RED SOX NOTEBOOK
Leskanic may come aboard
SAN FRANCISCO -- With the Red Sox poised to sign veteran righthanded reliever Curtis Leskanic, several players endorsed the move yesterday even as it serves as a strong reminder the Sox will not shy from tweaking the roster to improve it.
Leskanic, 36, who was released by the Royals last week as a cost-cutting measure, would be an inexpensive gamble since he would earn only the balance of the $300,000 major league minimum, about $175,000. After he received a cortisone shot in his surgically repaired right shoulder May 3, according to the Kansas City Star, Leskanic logged a 2.16 ERA in 10 appearances and held opponents scoreless in nine of them.
"I can still throw 94-95 miles an hour and, if I pitch every two or three days like I did last year, I guarantee you I'll be able to throw even a little harder," he was quoted by the Star.
Leskanic, who posted a 1.73 ERA over 27 games after the Royals acquired him last year from the Brewers, was 0-3 with an 8.04 ERA this season when Kansas City released him. The Royals owe him the balance of his $1.375 million salary but avoided the possibility of Leskanic earning an additional $1 million in performance bonuses.

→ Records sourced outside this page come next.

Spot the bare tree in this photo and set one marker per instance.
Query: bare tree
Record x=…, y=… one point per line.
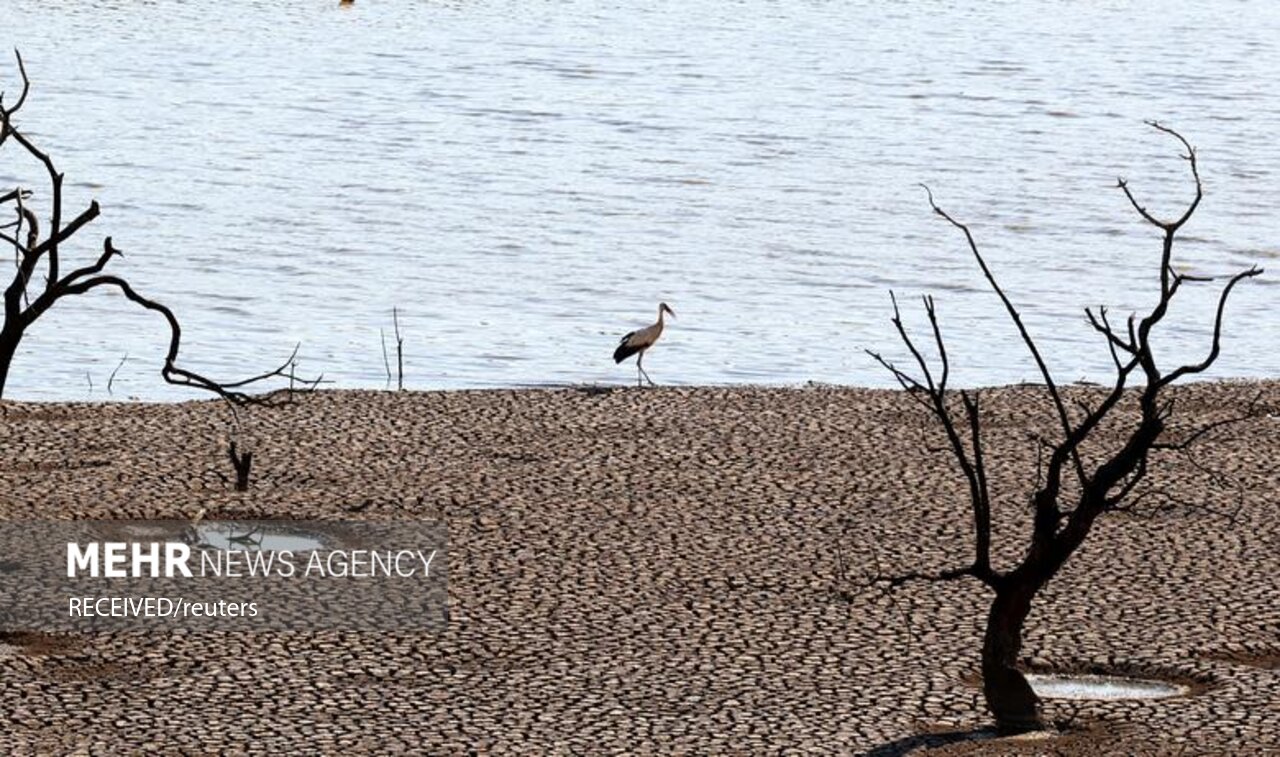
x=30, y=295
x=1073, y=489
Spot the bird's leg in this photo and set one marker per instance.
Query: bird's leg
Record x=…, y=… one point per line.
x=640, y=366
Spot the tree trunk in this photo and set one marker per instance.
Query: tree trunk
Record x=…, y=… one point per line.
x=1009, y=697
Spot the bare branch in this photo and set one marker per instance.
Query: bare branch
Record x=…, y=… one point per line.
x=1051, y=386
x=1217, y=331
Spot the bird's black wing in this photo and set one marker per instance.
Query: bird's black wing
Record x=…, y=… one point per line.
x=625, y=350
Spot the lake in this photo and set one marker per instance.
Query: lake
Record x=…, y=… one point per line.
x=526, y=181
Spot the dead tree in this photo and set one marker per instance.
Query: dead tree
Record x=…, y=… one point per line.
x=40, y=279
x=1072, y=492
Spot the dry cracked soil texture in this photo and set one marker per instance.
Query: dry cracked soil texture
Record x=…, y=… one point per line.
x=662, y=571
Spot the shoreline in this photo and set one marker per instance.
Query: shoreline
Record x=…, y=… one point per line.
x=653, y=570
x=615, y=387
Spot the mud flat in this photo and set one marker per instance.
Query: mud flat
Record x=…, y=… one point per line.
x=656, y=571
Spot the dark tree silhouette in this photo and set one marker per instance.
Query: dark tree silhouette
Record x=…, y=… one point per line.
x=1072, y=492
x=40, y=281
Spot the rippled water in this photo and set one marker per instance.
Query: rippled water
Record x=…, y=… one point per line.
x=525, y=181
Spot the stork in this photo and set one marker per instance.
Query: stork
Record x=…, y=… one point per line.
x=638, y=341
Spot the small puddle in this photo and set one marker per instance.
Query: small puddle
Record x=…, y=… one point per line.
x=1101, y=687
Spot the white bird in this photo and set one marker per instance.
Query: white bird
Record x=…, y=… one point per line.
x=638, y=341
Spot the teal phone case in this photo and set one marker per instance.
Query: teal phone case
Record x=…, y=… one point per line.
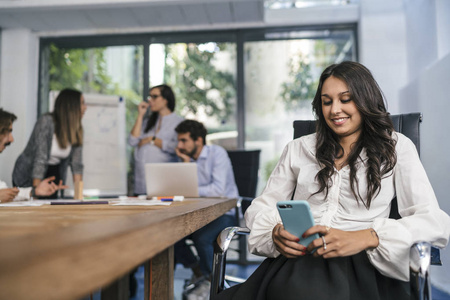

"Curtis is a hell of a pitcher," said Ellis Burks, who played with Leskanic on the Rockies (they traded the righthander to the Brewers in 1999). "He throws 95 miles an hour with a nice split and slider. I like the kid."
The Sox bullpen leads the American League with a 3.28 ERA and ranks second only to the Dodgers (2.88) in the majors, though it has tailed off after a sensational start and surrendered home runs that buried the team in the two losses against the Giants. Leskanic, who is 47-32 with a 4.39 ERA over 11 seasons, could provide some depth. He most likely would replace lefthander Mark Malaska since the Sox need to keep Rule 5 lefty Lenny DiNardo on the big league roster the entire season or offer him back to the Mets.
The major concern is Leskanic's shoulder. He missed the 2002 season after surgery to repair a torn labrum and the Star reported that he has a partial tear in his rotator cuff.
"He's got good stuff, he's a good competitor, and he's got a great outgoing personality," Alan Embree said. "He's had an injury bug in the past, but if [we] were to pick him up, I think it would be great. It's probably not much of a gamble monetarily, so take a shot at it."
The Sox bowed to the Giants without Manny Ramirez in the starting lineup. Ramirez had started 35 straight games and all but one game this season. He missed the game May 10 to become a US citizen in Miami. Ramirez has scuffled through a 4-for-19 stretch (.211), though he led the league in home runs (18) and slugging percentage (.637) and ranked third in on-base percentage (.437) heading into yesterday.
"With the long flight [to Boston], this will give him back-to-back days because he's certainly not going to get them very often," Francona said before the game. "He'll be available to pinch hit and help us win, so we're trying to pick our spots and use good judgment."
Francona, who did not use Ramirez as a pinch hitter, indicated he also decided to give Ramirez the day off because Kevin Millar, who played left field, was a career 5 for 6 against Giants ace Jason Schmidt. Millar went 0 for 2 with a walk but hit one of the best shots of the day off Schmidt, forcing Barry Bonds to crash into the left-field wall to catch it.
The interest in Leskanic indicates the Sox may not be banking on a major contribution from Ramiro Mendoza. The righthander, who has languished on the disabled list with right shoulder tendinitis since April 9 in the final season of his two-year, $6.5 million commitment to the Sox, worked his way up to Triple A Pawtucket yesterday for a rehab assignment. He started against Norfolk and went two innings, allowing one hit (a solo home run). He walked none and struck out none, throwing 23 pitches. He will work again for the PawSox Thursday . . . Bronson Arroyo began walking back to the dugout, bat in hand, after missing an attempted bunt for a third strike in the sixth inning. But with Arroyo halfway to the dugout, Francona and a number of players, especially Jason Varitek, began yelling at Arroyo to run to first. Giants catcher A.J. Pierzynski had boxed the pitch in front of him and had failed to throw to first to record the out. "Jason was sitting next to me and we had that exact conversation about a week ago," Francona said. "We'd even gone to the rulebook." Arroyo, who beat Pierzynski's throw to first, would have been out had he stepped into the dugout. Arroyo (2-6) struck out a career-high seven batters as he lowered his ERA to 4.76 . . . The last time the Sox were shut out was Sept. 17 against Tampa Bay, a span of 78 games. The last complete-game shutout against them was by Tim Hudson of the A's Aug. 11 . . . Schmidt threw 133 pitches and fired first-pitch strikes to 22 of the 31 batters . . . The attendance for the three-game series was 127,644, just shy of the three-game series record at SBC Park (127,754) set last June against LA.